I currently have the following Bison grammar (simplified):

var_decl:
        type ident
        {
            $$ = new NVariableDeclaration(*$1, *$2);
        } |
        type ident ASSIGN_EQUAL expr
        {
            $$ = new NVariableDeclaration(*$1, *$2, $4);
        } |
        type CURVED_OPEN STAR ident CURVED_CLOSE CURVED_OPEN func_decl_args CURVED_CLOSE
        {
            $$ = new NVariableDeclaration(*(new NFunctionPointerType(*$1, *$7)) /* TODO: free this memory */, *$4);
        } |
        type CURVED_OPEN STAR ident CURVED_CLOSE CURVED_OPEN func_decl_args CURVED_CLOSE ASSIGN_EQUAL expr
        {
            $$ = new NVariableDeclaration(*(new NFunctionPointerType(*$1, *$7)) /* TODO: free this memory */, *$4, $10);
        } ;

...

deref:
        STAR ident
        {
            $$ = new NDereferenceOperator(*$<ident>2);
        } |

...

type:
        ident
        {
            $$ = new NType($<type>1->name, 0, false);
            delete $1;
        } |
        ... ;

...

expr:
        deref
        {
            $$ = $1;
        } |
        ...
        ident
        {
            $<ident>$ = $1;
        } |
        ...
        ident CURVED_OPEN call_args CURVED_CLOSE
        {
            $$ = new NMethodCall(*$1, *$3);
            delete $3;
        } |
        ...
        CURVED_OPEN expr CURVED_CLOSE
        {
            $$ = $2;
        } ;

...

call_args:
        /* empty */
        {
            $$ = new ExpressionList();
        } |
        expr
        {
            $$ = new ExpressionList();
            $$->push_back($1);
        } |
        call_args COMMA expr
        {
            $1->push_back($3);
        } ;

The problem is that when parsing:

void (*ident)(char* some_arg);

It's seeing void (*ident) and deducing that it must be a function call instead of a function declaration. Is there a way I can tell Bison that it should favour looking ahead to match var_decl instead of reducing *ident and void into derefs and exprs?
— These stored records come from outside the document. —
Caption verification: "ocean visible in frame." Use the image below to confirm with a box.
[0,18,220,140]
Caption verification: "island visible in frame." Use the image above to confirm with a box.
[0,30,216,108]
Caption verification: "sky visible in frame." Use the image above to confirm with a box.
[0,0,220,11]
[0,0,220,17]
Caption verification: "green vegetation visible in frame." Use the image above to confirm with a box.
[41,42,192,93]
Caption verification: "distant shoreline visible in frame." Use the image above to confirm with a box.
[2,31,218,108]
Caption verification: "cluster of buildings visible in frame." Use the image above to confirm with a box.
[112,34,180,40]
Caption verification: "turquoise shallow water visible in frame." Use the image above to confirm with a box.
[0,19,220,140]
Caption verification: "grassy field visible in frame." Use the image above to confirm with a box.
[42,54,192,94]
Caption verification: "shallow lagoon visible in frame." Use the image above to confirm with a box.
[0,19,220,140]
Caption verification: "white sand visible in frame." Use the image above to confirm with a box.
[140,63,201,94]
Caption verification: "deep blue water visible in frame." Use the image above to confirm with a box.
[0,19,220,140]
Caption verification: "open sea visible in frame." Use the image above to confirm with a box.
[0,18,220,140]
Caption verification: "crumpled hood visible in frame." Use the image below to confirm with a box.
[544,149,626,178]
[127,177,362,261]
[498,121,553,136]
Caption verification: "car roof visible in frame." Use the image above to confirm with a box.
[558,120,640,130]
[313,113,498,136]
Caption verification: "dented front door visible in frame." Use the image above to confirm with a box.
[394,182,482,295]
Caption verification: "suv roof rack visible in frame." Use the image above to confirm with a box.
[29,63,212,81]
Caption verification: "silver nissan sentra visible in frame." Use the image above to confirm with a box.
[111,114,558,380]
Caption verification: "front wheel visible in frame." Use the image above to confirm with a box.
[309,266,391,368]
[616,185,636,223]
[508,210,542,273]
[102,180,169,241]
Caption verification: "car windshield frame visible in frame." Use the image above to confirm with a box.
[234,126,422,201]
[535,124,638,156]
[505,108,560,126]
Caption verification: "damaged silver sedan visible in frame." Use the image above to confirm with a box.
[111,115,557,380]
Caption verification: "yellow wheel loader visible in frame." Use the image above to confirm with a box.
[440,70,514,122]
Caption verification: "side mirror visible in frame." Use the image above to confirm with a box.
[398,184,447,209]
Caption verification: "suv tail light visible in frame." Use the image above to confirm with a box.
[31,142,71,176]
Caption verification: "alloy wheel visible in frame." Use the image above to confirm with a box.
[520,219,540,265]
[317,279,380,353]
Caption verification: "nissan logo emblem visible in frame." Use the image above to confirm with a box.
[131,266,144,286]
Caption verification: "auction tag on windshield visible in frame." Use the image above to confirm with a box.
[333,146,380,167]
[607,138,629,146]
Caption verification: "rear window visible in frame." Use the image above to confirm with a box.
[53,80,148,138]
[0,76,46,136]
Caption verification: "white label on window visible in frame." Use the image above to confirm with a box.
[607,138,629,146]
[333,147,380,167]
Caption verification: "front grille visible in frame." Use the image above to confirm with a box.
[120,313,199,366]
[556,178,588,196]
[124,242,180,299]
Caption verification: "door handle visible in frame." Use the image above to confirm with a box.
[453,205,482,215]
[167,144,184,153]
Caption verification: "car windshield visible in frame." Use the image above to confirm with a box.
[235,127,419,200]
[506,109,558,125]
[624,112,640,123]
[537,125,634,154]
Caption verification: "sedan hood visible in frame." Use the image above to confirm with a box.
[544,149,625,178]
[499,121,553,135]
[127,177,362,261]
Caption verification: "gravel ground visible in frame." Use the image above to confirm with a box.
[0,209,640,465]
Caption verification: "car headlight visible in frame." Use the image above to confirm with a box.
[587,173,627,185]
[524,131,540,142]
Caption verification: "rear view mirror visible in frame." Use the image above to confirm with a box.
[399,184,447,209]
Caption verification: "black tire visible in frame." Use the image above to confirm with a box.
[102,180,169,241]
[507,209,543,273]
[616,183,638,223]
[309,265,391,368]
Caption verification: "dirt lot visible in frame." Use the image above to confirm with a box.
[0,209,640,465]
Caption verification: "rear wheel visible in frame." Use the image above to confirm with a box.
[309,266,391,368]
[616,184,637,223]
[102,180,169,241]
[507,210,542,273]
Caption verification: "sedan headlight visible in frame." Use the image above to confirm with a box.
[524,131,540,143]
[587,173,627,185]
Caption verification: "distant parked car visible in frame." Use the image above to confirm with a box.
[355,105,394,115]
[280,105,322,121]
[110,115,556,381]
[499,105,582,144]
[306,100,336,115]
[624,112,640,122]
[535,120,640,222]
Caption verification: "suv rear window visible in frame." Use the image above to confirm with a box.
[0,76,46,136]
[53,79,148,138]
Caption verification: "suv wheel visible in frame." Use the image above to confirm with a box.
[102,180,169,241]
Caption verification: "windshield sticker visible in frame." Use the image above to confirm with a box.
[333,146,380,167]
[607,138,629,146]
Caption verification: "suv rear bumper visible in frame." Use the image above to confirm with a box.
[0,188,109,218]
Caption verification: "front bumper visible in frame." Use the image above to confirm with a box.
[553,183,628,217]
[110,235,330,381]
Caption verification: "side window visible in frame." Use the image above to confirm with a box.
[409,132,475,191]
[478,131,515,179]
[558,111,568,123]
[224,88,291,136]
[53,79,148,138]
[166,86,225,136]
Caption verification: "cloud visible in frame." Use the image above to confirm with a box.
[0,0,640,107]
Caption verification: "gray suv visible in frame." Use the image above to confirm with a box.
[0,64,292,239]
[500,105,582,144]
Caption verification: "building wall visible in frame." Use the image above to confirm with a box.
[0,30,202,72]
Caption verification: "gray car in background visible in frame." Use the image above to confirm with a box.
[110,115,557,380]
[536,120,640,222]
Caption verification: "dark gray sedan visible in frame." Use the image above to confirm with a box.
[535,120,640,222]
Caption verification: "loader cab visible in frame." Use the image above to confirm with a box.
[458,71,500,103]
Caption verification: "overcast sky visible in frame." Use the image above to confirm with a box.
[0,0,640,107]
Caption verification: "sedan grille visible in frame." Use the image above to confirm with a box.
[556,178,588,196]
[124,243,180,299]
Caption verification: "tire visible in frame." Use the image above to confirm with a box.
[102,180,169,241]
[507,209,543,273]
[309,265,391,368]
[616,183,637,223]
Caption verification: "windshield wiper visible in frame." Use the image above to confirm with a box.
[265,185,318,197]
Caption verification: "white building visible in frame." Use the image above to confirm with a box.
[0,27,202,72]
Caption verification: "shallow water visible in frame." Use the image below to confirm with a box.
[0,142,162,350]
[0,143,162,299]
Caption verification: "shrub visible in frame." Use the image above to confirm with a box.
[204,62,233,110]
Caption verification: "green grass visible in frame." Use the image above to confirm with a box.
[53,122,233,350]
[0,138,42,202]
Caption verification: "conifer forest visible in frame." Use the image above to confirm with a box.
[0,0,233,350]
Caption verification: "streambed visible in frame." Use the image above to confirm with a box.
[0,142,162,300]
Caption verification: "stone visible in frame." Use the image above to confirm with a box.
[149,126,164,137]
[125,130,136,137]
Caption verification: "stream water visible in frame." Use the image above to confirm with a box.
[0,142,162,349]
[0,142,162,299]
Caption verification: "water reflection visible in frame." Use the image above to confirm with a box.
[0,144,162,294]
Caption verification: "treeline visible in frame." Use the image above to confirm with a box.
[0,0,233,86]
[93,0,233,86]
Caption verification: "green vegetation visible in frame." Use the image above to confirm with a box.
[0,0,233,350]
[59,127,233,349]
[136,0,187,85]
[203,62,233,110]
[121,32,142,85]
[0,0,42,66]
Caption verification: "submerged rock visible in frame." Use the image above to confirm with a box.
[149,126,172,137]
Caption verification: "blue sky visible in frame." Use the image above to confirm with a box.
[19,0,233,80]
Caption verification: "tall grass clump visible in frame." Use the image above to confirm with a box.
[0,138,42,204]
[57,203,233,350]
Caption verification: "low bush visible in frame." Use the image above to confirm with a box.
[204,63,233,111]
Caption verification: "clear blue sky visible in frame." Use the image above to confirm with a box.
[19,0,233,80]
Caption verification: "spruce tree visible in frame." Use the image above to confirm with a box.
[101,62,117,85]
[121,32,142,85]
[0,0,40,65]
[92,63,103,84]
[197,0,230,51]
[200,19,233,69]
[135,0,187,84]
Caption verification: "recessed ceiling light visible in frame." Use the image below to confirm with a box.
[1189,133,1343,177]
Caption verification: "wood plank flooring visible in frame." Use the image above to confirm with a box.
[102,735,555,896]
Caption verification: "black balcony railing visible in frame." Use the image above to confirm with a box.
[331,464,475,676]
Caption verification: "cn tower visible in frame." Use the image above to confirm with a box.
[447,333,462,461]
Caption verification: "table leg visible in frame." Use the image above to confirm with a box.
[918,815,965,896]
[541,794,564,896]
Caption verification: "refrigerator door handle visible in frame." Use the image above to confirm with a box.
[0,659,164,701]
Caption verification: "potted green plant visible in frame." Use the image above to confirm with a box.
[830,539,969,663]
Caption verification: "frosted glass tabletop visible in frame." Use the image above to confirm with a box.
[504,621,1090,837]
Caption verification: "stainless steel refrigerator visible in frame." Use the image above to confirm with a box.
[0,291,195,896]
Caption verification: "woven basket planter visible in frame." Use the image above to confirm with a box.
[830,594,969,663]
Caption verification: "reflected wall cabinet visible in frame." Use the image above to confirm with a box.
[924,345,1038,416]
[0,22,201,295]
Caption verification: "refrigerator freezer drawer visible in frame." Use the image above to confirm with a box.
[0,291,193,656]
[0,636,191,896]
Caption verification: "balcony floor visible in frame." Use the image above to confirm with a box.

share|improve this question
    
You are not telling the whole story. In your grammar an expression cannot start with a type. How come it has started as an expression? –  n.m. Apr 12 '12 at 21:35
    
I've added the grammar for 'type'; as you can see, any identifier can be a type. The reason I'm not posting the whole grammar is because it's 520 lines long and might scare people off :P –  Hach-Que Apr 12 '12 at 21:48
1  
You may need to look up 'Most Vexing Parse' for C++. There is a rule there that if something can be a declaration, that's what it is. –  Jonathan Leffler Apr 12 '12 at 22:00
    
@Jonathan Leffler: no, this is the much simpler case. The most vexing parse can only happen when an expression can start with a type name, as is the case with C++. It does not exist in C, or in this grammar. –  n.m. Apr 12 '12 at 22:20

1 Answer 1

up vote 3 down vote accepted

any identifier can be a type

That's exactly the problem. LALR(1) grammars for C-like languages (or languages with C-like syntax for types) need to differentiate types and other identifiers at the token level. That is, you need IDENT and TYPEIDENT be two different tokens. (You will have to feed data about identifiers from the compiler back to the tokenizer). It's the most standard way to disambiguate the otherwise ambiguous grammar.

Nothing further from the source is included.